Quercetin prevents small intestinal damage and enhances intestinal recovery during methotrexate-induced intestinal mucositis of rats

Abstract

Background: Gastrointestinal mucositis occurs as a consequence of cytotoxic treatment. Quercetin (QCT) is a bioflavonoid that exerts significant antioxidant activity and anti-inflammatory as well as anti-malignancy properties.

Objective: To evaluate the effects of oral QCT consumption in preventing intestinal mucosal damage and stimulating intestinal recovery following methotrexate (MTX)-induced intestinal damage in a rat model.

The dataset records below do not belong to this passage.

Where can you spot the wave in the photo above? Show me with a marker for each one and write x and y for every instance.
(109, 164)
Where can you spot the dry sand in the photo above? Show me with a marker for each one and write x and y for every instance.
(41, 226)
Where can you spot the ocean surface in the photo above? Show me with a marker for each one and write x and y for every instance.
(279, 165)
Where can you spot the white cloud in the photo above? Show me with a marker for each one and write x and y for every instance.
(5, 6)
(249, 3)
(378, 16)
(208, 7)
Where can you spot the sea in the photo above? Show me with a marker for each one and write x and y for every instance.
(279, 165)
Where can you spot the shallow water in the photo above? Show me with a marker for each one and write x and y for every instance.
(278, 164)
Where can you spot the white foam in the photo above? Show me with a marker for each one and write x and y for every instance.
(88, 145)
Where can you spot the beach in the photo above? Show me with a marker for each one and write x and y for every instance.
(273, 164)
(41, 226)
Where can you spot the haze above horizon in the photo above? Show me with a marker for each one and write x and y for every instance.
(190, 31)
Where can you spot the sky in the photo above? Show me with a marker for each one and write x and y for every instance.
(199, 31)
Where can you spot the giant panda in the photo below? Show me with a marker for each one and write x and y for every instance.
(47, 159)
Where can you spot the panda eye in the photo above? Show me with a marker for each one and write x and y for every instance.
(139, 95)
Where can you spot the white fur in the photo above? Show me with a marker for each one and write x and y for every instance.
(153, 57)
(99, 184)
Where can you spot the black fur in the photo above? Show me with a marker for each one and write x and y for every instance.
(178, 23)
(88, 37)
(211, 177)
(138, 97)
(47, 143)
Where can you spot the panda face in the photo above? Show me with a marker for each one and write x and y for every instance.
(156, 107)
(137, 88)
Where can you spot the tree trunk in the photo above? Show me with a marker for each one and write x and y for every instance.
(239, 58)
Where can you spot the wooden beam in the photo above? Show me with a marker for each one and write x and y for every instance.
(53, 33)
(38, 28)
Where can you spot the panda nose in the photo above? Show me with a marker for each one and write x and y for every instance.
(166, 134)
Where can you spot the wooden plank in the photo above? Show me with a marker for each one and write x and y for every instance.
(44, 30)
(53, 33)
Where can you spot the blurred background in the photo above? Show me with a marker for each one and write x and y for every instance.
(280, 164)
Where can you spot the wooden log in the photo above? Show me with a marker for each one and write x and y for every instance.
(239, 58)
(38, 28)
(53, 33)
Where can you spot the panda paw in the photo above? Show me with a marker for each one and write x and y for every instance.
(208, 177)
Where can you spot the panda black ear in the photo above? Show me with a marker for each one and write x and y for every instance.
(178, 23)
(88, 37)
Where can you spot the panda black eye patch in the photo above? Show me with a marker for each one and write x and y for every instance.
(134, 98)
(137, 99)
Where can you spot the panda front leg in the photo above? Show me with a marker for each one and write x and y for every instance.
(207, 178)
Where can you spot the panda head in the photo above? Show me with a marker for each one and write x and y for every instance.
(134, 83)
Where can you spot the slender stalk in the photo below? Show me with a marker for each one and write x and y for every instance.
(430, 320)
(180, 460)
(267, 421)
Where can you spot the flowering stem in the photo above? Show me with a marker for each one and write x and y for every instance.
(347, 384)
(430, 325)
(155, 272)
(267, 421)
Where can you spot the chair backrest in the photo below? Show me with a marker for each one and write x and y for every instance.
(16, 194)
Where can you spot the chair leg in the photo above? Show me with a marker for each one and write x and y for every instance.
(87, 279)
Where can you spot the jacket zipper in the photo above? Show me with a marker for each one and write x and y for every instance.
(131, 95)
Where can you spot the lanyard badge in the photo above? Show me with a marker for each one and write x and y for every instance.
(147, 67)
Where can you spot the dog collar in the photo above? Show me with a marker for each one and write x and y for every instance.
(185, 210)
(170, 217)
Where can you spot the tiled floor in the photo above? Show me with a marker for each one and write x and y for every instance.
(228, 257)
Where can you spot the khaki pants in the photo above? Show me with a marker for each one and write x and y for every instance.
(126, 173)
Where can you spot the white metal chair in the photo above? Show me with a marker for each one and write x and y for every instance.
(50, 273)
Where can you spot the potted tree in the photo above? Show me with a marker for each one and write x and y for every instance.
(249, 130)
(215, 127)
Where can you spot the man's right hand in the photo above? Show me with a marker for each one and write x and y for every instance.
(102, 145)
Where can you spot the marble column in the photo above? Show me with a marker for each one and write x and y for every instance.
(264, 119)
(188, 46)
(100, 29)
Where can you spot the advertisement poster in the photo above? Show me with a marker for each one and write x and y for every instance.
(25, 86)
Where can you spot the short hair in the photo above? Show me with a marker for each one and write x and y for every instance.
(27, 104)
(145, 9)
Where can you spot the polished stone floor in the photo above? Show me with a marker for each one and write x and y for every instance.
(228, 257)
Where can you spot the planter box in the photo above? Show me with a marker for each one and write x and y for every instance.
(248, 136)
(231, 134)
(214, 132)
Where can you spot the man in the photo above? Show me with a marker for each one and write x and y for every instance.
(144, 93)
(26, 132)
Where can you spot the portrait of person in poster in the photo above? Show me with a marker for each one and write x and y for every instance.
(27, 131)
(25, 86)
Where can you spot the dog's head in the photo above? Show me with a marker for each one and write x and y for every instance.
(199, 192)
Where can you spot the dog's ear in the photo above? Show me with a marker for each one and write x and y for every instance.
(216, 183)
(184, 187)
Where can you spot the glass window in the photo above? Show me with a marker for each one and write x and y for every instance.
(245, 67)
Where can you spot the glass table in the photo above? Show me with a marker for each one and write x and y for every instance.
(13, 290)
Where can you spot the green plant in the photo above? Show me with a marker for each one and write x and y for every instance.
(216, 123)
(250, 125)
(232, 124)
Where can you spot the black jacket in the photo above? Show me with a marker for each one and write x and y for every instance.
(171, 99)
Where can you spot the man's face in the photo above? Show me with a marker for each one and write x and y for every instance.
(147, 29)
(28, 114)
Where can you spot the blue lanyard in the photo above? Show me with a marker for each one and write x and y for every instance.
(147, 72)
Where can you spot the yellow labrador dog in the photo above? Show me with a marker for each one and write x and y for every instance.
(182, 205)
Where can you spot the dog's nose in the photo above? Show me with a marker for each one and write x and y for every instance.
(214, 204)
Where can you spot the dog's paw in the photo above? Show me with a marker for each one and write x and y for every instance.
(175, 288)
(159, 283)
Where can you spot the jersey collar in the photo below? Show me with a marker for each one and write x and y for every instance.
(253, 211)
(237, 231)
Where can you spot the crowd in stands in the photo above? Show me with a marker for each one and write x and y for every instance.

Design: Male Sprague-Dawley rats were divided into four groups: Control Group A (CONTR) - rats were treated with 2 cc of saline given by gavage for 6 days. Group B (CONTR-QCT) - rats were treated with QCT (100 mg/kg in 2 ml saline) given by gavage 3 days before and 3 days after intraperitoneal (IP) injection of saline. Group C (MTX) - rats were injected a single dose (25 mg/kg) of MTX IP. Group D (MTX-QCT) rats were treated with QCT (similar to Group B) 3 days before and 3 days after IP MTX injection. Intestinal mucosal parameters (bowel and mucosal weight, mucosal DNA and protein content, and villus height and crypt depth), enterocytes proliferation, and enterocyte apoptosis degree were investigated at sacrifice on the 4th day after MTX or saline injection.

Results: Administration of QCT to MTX-treated rats resulted in: (1) significant decrease in intestinal injury score, (2) significant increase in intestinal and mucosal weight in jejunum and ileum, (3) increase on the protein content of the ileum, (4) increase in the villus height in the ileum, (5) increase of crypt depth of jejunum and ileum, and (6) increase in cell proliferation in the jejunum and ileum compared to MTX-nontreated group.

Conclusions: Administration of QCT prevents intestinal damage and improves intestinal recovery following MTX-induced intestinal damage in a rat. We surmise that the effect of QCT is based on induction of cell proliferation in the crypt rather than inhibition of apoptosis.

Keywords: chemotherapy; enterocyte apoptosis; enterocyte proliferation; methotrexate; mucositis; quercetin.

Fig. 1

Effects of MTX and quercetin on body weight changes. Values are mean ± SEM. CONTR, control; MTX, methotrexate; QCT, quercetin. *p < 0.05 MTX and MTX-QCT versus CONTR rats.

Fig. 2

Effects of MTX and QCT on intestinal injury score and microscopic appearance. The following parameters were investigated: (A) Degeneration of surface and crypt epithelium; (B) degeneration of villus structure, vacuolization in the surface epithelium; and (C) inflammatory cell infiltration, and bleeding and edema in the lamina propria. For each criterion, a score was given using a semiquantitative scale as follows: 0 = none, 1 = mild, 2 =moderate, 3 = severe, giving a maximum possible score of 9 for each segment. Values are mean ± SEM. CONTR, control; MTX, methotrexate; QCT, quercetin. *p < 0.05 MTX and MTX-QCT versus CONTR rats; ^†p < 0.05 MTX-QCT versus MTX.

Fig. 3

Effects of MTX and oral QCT on cell proliferation and apoptosis. The number of BrdU-labeled cells in 10 well-oriented, longitudinal crypts per section from each rat was determined using light microscopy. Identification of apoptotic cells was performed using immunohistochemistry for Caspase-3. The apoptotic index is expressed as the percentage of apoptotic cells per 10 villi. Values are mean ± SEM. CONTR, control; MTX, methotrexate; QCT, quercetin. *p < 0.05 MTX and MTX-QCT versus CONTR rats; ^†p < 0.05 MTX-QCT versus MTX.

Fig. 4

Effects of MTX and oral QCT on proliferation (p-ERK) and apoptosis (caspase-3)-related proteins (Western blot). Results are calculated as the ratio to tubulin and are expressed as a percentage of control animals. CONTR, control; MTX, methotrexate; QCT, quercetin. *p < 0.05 MTX and MTX-QCT versus CONTR rats; ^†p < 0.05 MTX-QCT versus MTX.